Face à l’effondrement de la situation socio-économique générale, l’Honorable Mudekereza réitère également une proposition déjà soumise récemment (lors d’une motion à l’Assemblée Nationale le 17 avril 2025) : instruire tous les ministères et services de l’État à prendre, chacun en ce qui le concerne, des mesures spéciales d’assouplissement – administratives, fiscales, judiciaires et d’immigration – pour la population de l’Est. Il souligne la nécessité de faciliter les déplacements des déplacés des zones occupées, notamment vers Kinshasa par les voies aériennes alternatives (via Entebbe ou Kigali), en demandant que les documents de voyage visés à Goma ou Bukavu (laisser-passer, titres tenant lieu, passeports) ne fassent plus l’objet de doutes excessifs après vérification par les services spécialisés, même si leur validation par les pays de transit reste nécessaire.

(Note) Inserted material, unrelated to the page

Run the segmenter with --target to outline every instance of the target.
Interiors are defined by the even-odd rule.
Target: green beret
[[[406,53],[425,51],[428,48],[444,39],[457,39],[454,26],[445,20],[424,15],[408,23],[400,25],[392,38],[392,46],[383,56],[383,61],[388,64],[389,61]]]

Des mesures économiques et financières urgentes
Enfin, le député salue les mesures spéciales déjà prises par la Banque Centrale (instruction n°44 du 8 avril 2025) en faveur des établissements de crédit au Nord et Sud-Kivu. S’inspirant de cet exemple positif, il appelle la Banque Centrale à poursuivre sur cette lancée en enjoignant aux banques commerciales et institutions financières d’assurer un service minimum pour les petits montants, indispensable à la survie quotidienne des populations locales. Il exhorte par ailleurs les autres organes du gouvernement à « emboiter le pas » à la Banque Centrale par des actions similaires : des « mesures de facilitation et/ou d’allègements fiscaux » sont nécessaires pour permettre aux « gagnepetits », micro-entreprises et PME de survivre malgré la dureté de la situation, et pour aider le « bas peuple » à « relever et réajuster tant soit peu, le panier de la ménagère ».
En définitive, l’appel du Député Olive Mudekereza à la Première Ministre est un plaidoyer vibrant pour une action gouvernementale multidimensionnelle et coordonnée. Il souligne qu’en plus de la lutte militaire pour la paix, il est impératif de mettre en œuvre des mesures concrètes, ancrées dans la réalité du vécu quotidien des populations de l’Est de la RDC, pour préserver le tissu économique et social directement impacté par les « affres de la guerre.